Aim 2. The objective of this aim is to identify the clinical and non-clinical factors associated with DKA at diagnosis. Successful completion of this aim will identify the key – potentially understudied – factors associated with DKA at diagnosis, thereby enhancing our understanding of this avoidable complication. Examinations of how these risk factors vary across relevant subgroups of age, sex, clinical characteristics, and socioeconomic strata will reveal key insights on biological mechanisms while also informing clinical practice and healthcare policy. Study findings will aid in the identification of children with risk factors associated with a DKA presentation, the development of strategies to prevent this avoidable complication, and inform population- and individual-based screenings and interventions for the earlier detection of T1D. To our knowledge, this will be the first population-based cohort study to examine and establish the factors associated with DKA at diagnosis using a comprehensive approach integrating longitudinal clinical data containing information on medical history and medication use with factors relating to social deprivation and healthcare access.

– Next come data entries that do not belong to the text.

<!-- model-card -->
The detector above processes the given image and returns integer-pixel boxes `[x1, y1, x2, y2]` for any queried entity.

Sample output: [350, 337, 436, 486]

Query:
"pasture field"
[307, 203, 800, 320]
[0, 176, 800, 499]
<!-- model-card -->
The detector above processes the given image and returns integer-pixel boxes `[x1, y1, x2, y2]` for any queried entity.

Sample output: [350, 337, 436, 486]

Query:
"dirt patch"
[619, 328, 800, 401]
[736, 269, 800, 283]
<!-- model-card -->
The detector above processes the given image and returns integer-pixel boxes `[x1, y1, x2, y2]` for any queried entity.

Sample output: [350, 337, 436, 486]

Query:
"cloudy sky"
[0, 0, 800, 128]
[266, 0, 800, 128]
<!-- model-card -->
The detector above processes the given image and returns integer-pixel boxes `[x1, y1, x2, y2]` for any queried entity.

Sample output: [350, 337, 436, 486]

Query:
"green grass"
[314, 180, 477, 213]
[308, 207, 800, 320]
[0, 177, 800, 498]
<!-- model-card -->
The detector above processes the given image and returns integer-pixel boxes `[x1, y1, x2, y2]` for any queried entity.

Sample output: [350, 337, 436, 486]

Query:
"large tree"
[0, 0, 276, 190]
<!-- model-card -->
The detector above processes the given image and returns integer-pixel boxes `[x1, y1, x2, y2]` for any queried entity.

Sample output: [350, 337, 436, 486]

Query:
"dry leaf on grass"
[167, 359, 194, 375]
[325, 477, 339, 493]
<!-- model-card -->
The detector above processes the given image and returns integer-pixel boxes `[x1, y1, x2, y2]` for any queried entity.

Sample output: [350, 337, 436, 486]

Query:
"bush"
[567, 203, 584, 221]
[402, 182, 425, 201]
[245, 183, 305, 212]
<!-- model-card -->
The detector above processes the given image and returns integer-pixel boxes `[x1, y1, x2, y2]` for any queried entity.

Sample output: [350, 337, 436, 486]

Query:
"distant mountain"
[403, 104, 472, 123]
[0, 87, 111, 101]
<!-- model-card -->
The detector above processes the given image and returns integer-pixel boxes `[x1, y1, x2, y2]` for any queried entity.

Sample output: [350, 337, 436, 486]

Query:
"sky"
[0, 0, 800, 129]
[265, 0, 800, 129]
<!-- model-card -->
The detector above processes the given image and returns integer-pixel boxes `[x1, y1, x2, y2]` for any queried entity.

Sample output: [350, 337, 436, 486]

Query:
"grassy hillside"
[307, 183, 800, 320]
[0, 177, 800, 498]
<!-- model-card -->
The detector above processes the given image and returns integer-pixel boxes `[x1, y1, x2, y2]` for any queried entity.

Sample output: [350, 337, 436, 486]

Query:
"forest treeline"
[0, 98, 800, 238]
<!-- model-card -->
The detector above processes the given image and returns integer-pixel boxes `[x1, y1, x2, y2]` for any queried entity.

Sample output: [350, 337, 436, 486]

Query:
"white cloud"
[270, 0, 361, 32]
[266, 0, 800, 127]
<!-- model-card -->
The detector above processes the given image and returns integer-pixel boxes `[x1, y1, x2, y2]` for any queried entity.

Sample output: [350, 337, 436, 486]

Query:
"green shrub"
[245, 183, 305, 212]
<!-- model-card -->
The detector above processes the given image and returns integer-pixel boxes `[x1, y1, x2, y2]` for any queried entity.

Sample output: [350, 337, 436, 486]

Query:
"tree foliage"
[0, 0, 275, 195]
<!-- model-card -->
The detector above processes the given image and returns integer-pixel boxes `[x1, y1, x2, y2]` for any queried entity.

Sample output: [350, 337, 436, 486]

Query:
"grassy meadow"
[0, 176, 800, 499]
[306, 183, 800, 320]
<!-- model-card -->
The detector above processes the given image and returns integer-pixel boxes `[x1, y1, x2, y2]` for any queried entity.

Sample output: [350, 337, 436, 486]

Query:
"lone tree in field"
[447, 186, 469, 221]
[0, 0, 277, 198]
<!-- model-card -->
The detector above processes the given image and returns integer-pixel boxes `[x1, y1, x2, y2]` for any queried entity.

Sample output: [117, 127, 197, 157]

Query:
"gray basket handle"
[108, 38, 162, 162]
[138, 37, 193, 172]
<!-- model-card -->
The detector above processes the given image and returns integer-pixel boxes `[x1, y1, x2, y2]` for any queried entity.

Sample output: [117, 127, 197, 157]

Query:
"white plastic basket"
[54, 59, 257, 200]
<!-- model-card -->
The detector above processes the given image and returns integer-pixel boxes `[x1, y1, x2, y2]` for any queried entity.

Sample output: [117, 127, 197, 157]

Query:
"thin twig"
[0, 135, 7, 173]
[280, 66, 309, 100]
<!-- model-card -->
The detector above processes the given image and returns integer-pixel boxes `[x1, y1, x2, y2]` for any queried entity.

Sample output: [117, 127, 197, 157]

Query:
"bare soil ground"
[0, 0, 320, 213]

Aim 3. The objective of this aim is to use a combination of potential risk factors and data driven variables to develop and validate predictive models to identify patients at risk of presenting with DKA at diagnosis. Successful completion of this aim will generate predictive models that will aid in the identification of patients and subgroups who are at high risk of DKA at diagnosis, thereby identifying the key intervenable populations that may benefit from T1D screenings. Notably, all patient-level variables included in our aim are ascertainable in electronic health records and claims data, permitting their future deployment in a variety of healthcare settings. To our knowledge, this will be the first study to use large, population-based data to construct predictive models to identify children who are at the greatest risk of presenting with DKA at diagnosis. Study findings will help healthcare providers, policymakers, and caregivers identify these high-risk individuals – and thus potentially avoid the occurrence of this avoidable complication. Finally, given the lack of prior studies, our approach of using data-driven predictors may identify previously unknown risk factors or predictors of DKA at diagnosis, furthering our understanding of T1D and DKA.